The talk in Paris is of building a dynasty, not merely creating fleeting moments of hope and glory.
As for Uefa’s financial fair play? The regulations have certainly tempered PSG’s elaborate spending in recent seasons but Neymar’s arrival represents a serious challenge to the club in this respect alongside Uefa’s credibility.
The value of this deal – fee and wages – must pass the necessary tests. There’s confidence within PSG’s boardroom that it will not be a significant issue but their accountants will perhaps be as busy as the first team squad in coming months.
In the end, this is an era-defining transfer on a par – in terms of its significance – with Maradona to Napoli, Shearer to Newcastle, Zidane, Ronaldo and Bale to Real Madrid or Pogba to Manchester United.
Those moves all had sporting ambition at their heart. This transfer, for now, is perceived more as a triumph of political and financial considerations.

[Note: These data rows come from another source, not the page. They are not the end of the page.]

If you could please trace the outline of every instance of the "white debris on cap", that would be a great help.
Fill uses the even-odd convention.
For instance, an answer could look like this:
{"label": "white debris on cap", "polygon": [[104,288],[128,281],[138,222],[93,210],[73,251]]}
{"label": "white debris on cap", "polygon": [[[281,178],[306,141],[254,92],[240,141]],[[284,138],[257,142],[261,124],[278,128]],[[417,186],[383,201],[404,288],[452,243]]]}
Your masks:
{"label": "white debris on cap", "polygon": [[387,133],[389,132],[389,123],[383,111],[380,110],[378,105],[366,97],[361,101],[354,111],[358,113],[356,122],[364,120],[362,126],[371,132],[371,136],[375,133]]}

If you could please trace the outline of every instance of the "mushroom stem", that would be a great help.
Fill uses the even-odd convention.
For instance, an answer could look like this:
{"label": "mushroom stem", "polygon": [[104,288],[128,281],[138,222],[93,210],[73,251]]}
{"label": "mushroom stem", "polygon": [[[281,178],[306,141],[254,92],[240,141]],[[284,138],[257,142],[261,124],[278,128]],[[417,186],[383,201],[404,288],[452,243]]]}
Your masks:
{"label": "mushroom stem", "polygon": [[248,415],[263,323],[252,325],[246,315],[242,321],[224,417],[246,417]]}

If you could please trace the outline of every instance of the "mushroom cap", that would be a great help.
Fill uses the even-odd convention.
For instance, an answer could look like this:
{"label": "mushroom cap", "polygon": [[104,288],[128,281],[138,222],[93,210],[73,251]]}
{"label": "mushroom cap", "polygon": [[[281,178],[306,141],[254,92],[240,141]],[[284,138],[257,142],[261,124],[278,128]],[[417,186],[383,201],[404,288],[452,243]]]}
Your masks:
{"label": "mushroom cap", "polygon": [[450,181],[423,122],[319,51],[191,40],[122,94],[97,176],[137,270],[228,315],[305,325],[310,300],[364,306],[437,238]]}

But this is football. And ultimately this deal will not be judged in the governmental salons of Doha nor on a spreadsheet. Instead, success must be delivered through PSG capturing the club game’s greatest trophy.
Brazilian journalist Fernando Duarte: “This is simply the biggest ever deal in football history.
“We’re talking about a player who has the potential to be one of the best in the world. He has the marketing potential, he’s a natural, unlike Lionel Messi for example who always looks awkward on camera.
“Why should Brad Pitt get $20m for a movie and a football player, who is not going to be playing in his 40s like many sporting stars, shouldn’t?
“One year before the World Cup, he’s going to a club where everything will be resting on his shoulders. If PSG win the Champions League, it will be Neymar’s plaudits. If PSG fail, it will be Neymar’s fault.”